Libertarianism: Can You Own Another’s Individual Rights? Game of Thrones

Speakers
Peter Jaworski,

Release Date
April 9, 2016

Topic

Civil Liberties
Description

Is it possible to own another human’s individual rights? In the show ‘Game of Thrones’, armies of men were created to sacrifice their lives to their owners. How would you feel if your liberty and individual rights were taken away? What if you weren’t given the option in the first place?

Individualism vs. Collectivism” (video): Professor Aeon Skoble explains that if we care about the well-being of communities, we must respect the rights of individuals. 
Liberty 101 (program): Join professors Peter Jaworski, Chris Koopman, and Diana Thomas to explore the fundamental principles that are necessary for creating free and prosperous societies. 

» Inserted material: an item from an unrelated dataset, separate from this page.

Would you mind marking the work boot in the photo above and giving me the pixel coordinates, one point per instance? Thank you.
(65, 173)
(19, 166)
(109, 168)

>> If you woke up and found yourself magically transported into the world of Game of Thrones. Where’s the very last place you’d want to wind up, The Iron Islands, King’s Landing, stuck underneath Hodor?
>> Hodor. If you place no value in your sense of self, then your answer is probably the Unsullied army.
The Unsullied are slave soldiers, Eunuchs from the age of five who fight and die for whatever master that owns them. They’re permitted no personality, no values beyond obedience and physical prowess. They’re trained not to have individual beliefs, hopes, dreams, or ambitions. Now this sort of collectivist hive mind is the very opposite of individualism.
Collectivism, the belief that the individual should be subservient to the group means your values and beliefs are irrelevant. And your needs are at best secondary to the needs of the group, individualism tells us that the rules we set up and the laws we are to follow. They shouldn’t address or conceive of us as members of a collective or a community.
We shouldn’t be hauled before a court for the crimes of our mother or our father. We shouldn’t be punished for the actions of other people, even if they are our close friends. Or members of the community that matters deeply and profoundly to us. Now Libertarians are concerned not just with liberty, but specifically with individual liberty, with the unique pursuits and actions of individual people.
Individual liberty captures the thought that every person is to be treated with dignity. That nobody is inherently more valuable than anybody else, that dignity is upheld when people are left free to choose in their own lives. This is what makes individual liberty important, everyone is to be treated as free and equal.
Regardless of their class, race, nationality or their religion, just being you is enough.